Sadly for AMD their investment in the “Bulldozer” architecture was misplaced for where the industry was heading. While we certainly see far more software support for multi-threaded CPUs, IPC is still extremely important for most workloads. The original Bulldozer was somewhat rushed to market and was not fully optimized, while the “Piledriver” based Vishera products fixed many of these issues we have not seen the non-APU products updated to the latest Steamroller and Excavator architectures. The non-APU desktop market has been served for the past four years with 32nm PD-SOI based parts that utilize a rebranded chipset base that has not changed since 2010.
Four years ago AMD decided to change course entirely with their desktop and server CPUs. Instead of evolving the “Bulldozer” style architecture featuring CMT (Core Multi-Threading) they were going to do a clean sheet design that focused on efficiency, IPC, and scalability. While Bulldozer certainly could scale the thread count fairly effectively, the overall performance targets and clockspeeds needed to compete with Intel were just not feasible considering the challenges of process technology. AMD brought back Jim Keller to lead this effort, an industry veteran with a huge amount of experience across multiple architectures. Zen was born.
Hot Chips 28
This year’s Hot Chips is the first deep dive that we have received about the features of the Zen architecture. Mike Clark is taking us through all of the changes and advances that we can expect with the upcoming Zen products.
Zen is a clean sheet design that borrows very little from previous architectures. This is not to say that concepts that worked well in previous architectures were not revisited and optimized, but the overall floorplan has changed dramatically from what we have seen in the past. AMD did not stand still with their Bulldozer products, and the latest Excavator core does improve upon the power consumption and performance of the original. This evolution was simply not enough considering market pressures and Intel’s steady improvement of their core architecture year upon year. Zen was designed to significantly improve IPC and AMD claims that this product has a whopping 40% increase in IPC (instructions per clock) from the latest Excavator core.
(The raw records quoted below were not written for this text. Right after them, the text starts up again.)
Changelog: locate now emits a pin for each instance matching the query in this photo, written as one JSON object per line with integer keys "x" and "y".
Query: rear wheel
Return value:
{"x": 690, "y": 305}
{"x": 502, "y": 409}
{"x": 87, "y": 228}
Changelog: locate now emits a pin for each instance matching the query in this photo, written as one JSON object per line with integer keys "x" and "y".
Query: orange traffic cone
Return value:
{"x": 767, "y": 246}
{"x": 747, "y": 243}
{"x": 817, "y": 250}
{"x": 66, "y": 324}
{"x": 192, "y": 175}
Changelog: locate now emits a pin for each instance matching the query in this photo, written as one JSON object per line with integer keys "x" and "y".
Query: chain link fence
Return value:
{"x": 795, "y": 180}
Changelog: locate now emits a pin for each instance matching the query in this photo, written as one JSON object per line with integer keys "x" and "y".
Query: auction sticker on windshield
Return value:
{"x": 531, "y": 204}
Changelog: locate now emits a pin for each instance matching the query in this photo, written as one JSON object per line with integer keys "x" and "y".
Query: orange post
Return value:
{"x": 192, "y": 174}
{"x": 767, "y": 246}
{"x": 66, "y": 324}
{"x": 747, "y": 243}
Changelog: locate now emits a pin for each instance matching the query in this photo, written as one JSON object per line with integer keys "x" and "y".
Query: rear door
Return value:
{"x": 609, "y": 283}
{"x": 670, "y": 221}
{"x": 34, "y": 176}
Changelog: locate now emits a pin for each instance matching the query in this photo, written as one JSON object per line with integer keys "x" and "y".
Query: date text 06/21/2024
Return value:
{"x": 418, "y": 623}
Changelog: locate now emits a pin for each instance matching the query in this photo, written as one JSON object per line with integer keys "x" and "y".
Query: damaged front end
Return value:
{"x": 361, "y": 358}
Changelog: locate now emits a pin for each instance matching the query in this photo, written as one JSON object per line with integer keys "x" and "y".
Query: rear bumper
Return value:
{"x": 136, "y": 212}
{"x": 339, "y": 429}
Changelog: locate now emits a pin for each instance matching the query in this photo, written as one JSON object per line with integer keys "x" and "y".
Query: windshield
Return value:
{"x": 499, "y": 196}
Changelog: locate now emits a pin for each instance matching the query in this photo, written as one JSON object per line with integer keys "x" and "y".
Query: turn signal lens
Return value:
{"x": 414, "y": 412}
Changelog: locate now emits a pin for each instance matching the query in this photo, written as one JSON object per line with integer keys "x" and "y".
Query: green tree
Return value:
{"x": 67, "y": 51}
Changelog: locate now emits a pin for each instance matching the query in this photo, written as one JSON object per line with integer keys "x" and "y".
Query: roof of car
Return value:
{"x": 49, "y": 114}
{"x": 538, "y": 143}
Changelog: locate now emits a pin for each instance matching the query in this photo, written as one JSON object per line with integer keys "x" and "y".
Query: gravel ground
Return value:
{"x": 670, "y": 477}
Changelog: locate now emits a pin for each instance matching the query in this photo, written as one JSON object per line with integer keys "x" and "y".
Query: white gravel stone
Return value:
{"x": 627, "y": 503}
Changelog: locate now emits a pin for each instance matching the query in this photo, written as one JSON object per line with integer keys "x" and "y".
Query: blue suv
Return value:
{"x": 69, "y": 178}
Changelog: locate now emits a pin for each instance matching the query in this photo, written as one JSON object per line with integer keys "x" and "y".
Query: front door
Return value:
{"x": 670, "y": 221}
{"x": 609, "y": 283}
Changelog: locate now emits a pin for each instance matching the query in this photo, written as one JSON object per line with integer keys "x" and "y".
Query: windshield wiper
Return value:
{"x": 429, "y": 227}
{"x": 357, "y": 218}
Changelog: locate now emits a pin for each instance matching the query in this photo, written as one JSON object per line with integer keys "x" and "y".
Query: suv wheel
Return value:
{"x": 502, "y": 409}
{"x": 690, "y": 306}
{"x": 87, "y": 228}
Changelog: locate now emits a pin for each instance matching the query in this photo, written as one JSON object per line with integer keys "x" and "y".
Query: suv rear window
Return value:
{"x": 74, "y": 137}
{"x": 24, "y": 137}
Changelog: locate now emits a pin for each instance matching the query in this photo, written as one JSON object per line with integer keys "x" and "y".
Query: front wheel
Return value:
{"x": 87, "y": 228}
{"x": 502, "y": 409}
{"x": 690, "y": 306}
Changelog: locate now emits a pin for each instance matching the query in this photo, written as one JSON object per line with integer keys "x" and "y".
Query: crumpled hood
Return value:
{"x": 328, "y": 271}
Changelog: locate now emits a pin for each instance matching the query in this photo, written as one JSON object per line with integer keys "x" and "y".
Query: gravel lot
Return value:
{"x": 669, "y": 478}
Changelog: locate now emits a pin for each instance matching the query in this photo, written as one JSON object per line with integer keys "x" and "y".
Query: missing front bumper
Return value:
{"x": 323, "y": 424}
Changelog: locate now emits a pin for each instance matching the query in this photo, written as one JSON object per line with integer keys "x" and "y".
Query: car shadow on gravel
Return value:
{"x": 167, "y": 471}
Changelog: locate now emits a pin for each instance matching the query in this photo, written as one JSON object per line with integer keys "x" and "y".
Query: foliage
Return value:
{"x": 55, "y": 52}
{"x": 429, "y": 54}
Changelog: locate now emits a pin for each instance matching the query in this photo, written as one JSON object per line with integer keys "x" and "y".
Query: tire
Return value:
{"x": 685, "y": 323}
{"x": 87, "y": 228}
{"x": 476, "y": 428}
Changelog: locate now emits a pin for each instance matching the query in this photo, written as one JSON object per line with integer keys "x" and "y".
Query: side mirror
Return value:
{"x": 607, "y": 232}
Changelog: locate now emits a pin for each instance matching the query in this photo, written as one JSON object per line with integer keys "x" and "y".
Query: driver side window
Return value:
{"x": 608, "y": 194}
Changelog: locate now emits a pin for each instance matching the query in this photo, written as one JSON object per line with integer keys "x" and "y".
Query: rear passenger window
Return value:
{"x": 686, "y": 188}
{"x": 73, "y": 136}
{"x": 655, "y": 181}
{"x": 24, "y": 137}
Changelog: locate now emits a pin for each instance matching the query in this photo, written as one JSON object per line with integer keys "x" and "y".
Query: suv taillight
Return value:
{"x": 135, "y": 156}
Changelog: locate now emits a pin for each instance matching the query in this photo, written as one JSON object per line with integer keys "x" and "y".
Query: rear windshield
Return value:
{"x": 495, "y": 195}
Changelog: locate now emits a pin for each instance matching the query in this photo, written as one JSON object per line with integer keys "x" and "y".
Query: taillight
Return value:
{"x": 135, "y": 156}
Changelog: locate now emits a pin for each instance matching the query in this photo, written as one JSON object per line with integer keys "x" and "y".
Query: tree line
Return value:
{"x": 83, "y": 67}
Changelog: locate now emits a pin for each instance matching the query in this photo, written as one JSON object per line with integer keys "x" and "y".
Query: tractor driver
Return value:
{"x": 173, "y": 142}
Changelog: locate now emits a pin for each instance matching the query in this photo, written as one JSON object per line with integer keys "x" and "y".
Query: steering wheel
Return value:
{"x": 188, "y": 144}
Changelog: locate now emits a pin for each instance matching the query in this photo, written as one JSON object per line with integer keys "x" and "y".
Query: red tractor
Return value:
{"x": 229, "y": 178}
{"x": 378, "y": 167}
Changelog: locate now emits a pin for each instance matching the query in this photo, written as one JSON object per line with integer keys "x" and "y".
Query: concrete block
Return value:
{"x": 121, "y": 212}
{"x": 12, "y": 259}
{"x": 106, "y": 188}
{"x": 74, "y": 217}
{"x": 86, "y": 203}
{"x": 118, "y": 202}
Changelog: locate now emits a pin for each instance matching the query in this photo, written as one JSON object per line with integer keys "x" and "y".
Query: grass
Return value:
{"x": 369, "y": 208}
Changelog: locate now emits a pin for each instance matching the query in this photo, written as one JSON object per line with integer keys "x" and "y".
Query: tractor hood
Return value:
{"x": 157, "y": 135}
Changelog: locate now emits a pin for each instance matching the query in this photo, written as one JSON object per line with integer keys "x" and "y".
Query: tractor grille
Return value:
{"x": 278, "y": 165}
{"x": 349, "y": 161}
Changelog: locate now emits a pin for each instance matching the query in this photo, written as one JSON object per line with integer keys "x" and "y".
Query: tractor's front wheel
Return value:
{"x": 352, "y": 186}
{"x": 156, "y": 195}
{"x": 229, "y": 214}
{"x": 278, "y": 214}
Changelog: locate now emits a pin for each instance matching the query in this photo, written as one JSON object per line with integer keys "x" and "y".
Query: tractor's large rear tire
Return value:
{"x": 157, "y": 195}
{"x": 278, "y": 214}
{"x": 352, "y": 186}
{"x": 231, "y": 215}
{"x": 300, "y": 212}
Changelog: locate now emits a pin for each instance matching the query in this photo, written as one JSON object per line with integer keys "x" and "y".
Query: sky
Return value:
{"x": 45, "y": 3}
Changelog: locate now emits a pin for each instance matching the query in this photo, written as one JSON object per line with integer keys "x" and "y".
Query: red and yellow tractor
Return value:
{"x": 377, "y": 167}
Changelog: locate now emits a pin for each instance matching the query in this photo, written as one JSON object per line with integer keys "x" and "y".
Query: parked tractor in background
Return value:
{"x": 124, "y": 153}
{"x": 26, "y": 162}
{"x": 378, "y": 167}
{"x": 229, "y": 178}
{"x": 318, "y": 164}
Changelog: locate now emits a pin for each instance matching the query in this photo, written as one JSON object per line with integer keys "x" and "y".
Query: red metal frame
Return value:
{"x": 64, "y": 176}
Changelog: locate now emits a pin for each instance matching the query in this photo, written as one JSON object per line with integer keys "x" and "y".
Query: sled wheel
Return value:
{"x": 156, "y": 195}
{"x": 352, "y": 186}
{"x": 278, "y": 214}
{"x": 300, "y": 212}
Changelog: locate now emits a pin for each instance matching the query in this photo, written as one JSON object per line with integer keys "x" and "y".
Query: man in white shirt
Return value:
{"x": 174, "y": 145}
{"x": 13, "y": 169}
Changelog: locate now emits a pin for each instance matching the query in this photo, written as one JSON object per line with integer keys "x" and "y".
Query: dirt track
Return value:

AMD also has focused on scaling the Zen architecture from low power envelopes up to server level TDPs. The company looks to have pushed down the top end power envelope of Zen from the 125+ watts of Bulldozer/Vishera into the more acceptable 95 to 100 watt range. This also has allowed them to scale Zen down to the 15 to 25 watt TDP levels without sacrificing performance or overall efficiency. Most architectures have sweet spots where they tend to perform best. Vishera for example could scale nicely from 95 to 220 watts, but the design did not translate well into sub-65 watt envelopes. Excavator based “Carrizo” products on the other hand could scale from 15 watts to 65 watts without real problems, but became terribly inefficient above 65 watts with increased clockspeeds. Zen looks to address these differences by being able to scale from sub-25 watt TDPs up to 95 or 100. In theory this should allow AMD to simplify their product stack by offering a common architecture across multiple platforms.